When patients arrived in that hospital basement carrying years of pain and frustration, Jon did not promise a cure. He did not offer to fix what medicine had failed to fix. Instead, he invited a shift in perspective.
“Are you your diagnosis,” he asked, “or are you more than your diagnosis?”
The orientation from the beginning was simple:
“As long as you’re breathing, there’s more right with you than wrong with you. And we’re going to pour our energy in the form of attention into what’s right with you and see what happens when we exercise that muscle.”
That goes beyond optimism. It changes how you see yourself.
“To a first approximation,” Jon said, “it’s many doors into one room.”
People enter through different doors: illness, burnout, anxiety, curiosity. But wherever they enter, they discover something shared.
And something else happens.
Awareness As Superpower
As Jon described it, when we practice — however we practice — we begin to feel part of something larger than ourselves. A community of intentionality. Of embodied caring. The word sangha points to this, but the experience does not require adopting a tradition. It is the simple recognition that we are not alone in the challenges we face, nor are we alone when we step onto the path of inner transformation, whatever that first step looks like for us.
At one point Jon drew an important distinction, highlighting the key role that awareness plays on this journey.
“Thinking’s the superpower, but thinking can get you into a lot of trouble. Awareness is liberative intrinsically and actually clarifying intrinsically. And so we cultivate access to it. We don’t have to acquire anything.”
What he’s pointing to is that the clarity and steadiness we keep searching for are not somewhere else. They’re already here, in this moment.
“If you’re missing this moment,” Jon asked, “what makes you think you won’t miss the next moment, and the next moment?”
Cort added a line that sharpened the point:
“If you’re not occasionally in awe, you’re probably not paying attention. There is always something to be in awe of.”
The research increasingly confirms what the practice reveals. These qualities are not rare gifts belonging to monks or mystics. They are trainable capacities of the human mind and brain.
Why This Matters Now
The conversation eventually widened beyond individual stress or illness.
“If mindfulness was important in 1979,” Jon said, “it’s infinitely more important now. In some sense, we need medicine for humanity.”
He spoke about political polarization, environmental strain, digital distraction, and the temptation toward despair. But he returned again and again to something more subtle:
“It’s really important to trust in your own deep goodness.”
Near the end, Richie said something we have repeated many times at Dharma Lab:
“We often say flourishing is contagious.”
Jon responded:
“The motivation to flourish is contagious. And then the training of the muscles to actually make it authentic and robust — that requires practice.”
Not Missing Your Life
Near the end of the conversation, Jon referenced Thoreau’s line from Walden about going to the woods so as not to discover, at the end of life, that he had not lived.
Jon called Walden “a rhapsody for paying attention.”
Seen that way, mindfulness extends far beyond stress reduction.
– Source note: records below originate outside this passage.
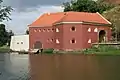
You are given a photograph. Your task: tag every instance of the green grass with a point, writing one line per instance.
(103, 50)
(48, 51)
(4, 49)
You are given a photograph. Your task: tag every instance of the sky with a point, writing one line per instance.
(27, 11)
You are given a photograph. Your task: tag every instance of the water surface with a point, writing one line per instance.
(59, 67)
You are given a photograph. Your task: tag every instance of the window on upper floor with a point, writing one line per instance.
(21, 42)
(39, 30)
(73, 28)
(48, 30)
(89, 29)
(73, 41)
(57, 30)
(43, 30)
(96, 30)
(35, 30)
(57, 41)
(89, 41)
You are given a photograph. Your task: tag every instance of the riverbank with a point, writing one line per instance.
(99, 50)
(4, 49)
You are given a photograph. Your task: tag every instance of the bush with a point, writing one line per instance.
(49, 51)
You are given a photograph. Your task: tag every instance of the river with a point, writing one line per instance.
(59, 67)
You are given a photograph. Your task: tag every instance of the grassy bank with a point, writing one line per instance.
(4, 49)
(103, 50)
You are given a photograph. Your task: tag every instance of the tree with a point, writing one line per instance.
(27, 31)
(4, 15)
(4, 12)
(9, 34)
(3, 35)
(113, 16)
(87, 6)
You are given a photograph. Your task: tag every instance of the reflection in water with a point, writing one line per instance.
(74, 67)
(13, 66)
(59, 67)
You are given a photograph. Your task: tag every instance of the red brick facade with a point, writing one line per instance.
(69, 35)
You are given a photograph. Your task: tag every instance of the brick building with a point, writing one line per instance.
(68, 30)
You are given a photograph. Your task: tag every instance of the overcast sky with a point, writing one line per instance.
(26, 11)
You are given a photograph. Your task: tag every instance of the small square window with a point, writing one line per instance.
(73, 28)
(35, 30)
(57, 30)
(39, 30)
(57, 41)
(51, 40)
(48, 30)
(43, 30)
(89, 29)
(72, 41)
(21, 42)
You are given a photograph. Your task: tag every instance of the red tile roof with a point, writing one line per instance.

It becomes a way of living deliberately.
Sources:
Davidson RJ, Kabat-Zinn J, Schumacher J, Rosenkranz M, Müller D, Santorelli SF, Urbanowski F, Harrington A, Bonus K, Sheridan JF. Alterations in Brain and Immune Function Produced by Mindfulness Meditation. Psychosomatic Medicine. 2003;65(4):564–570. doi:10.1097/01.psy.0000077505.67574.e3.
“Count of journal publications by year with ‘mindfulness’ in the title, 1980–2024,” American Mindfulness Research Association (data from ISI Web of Science).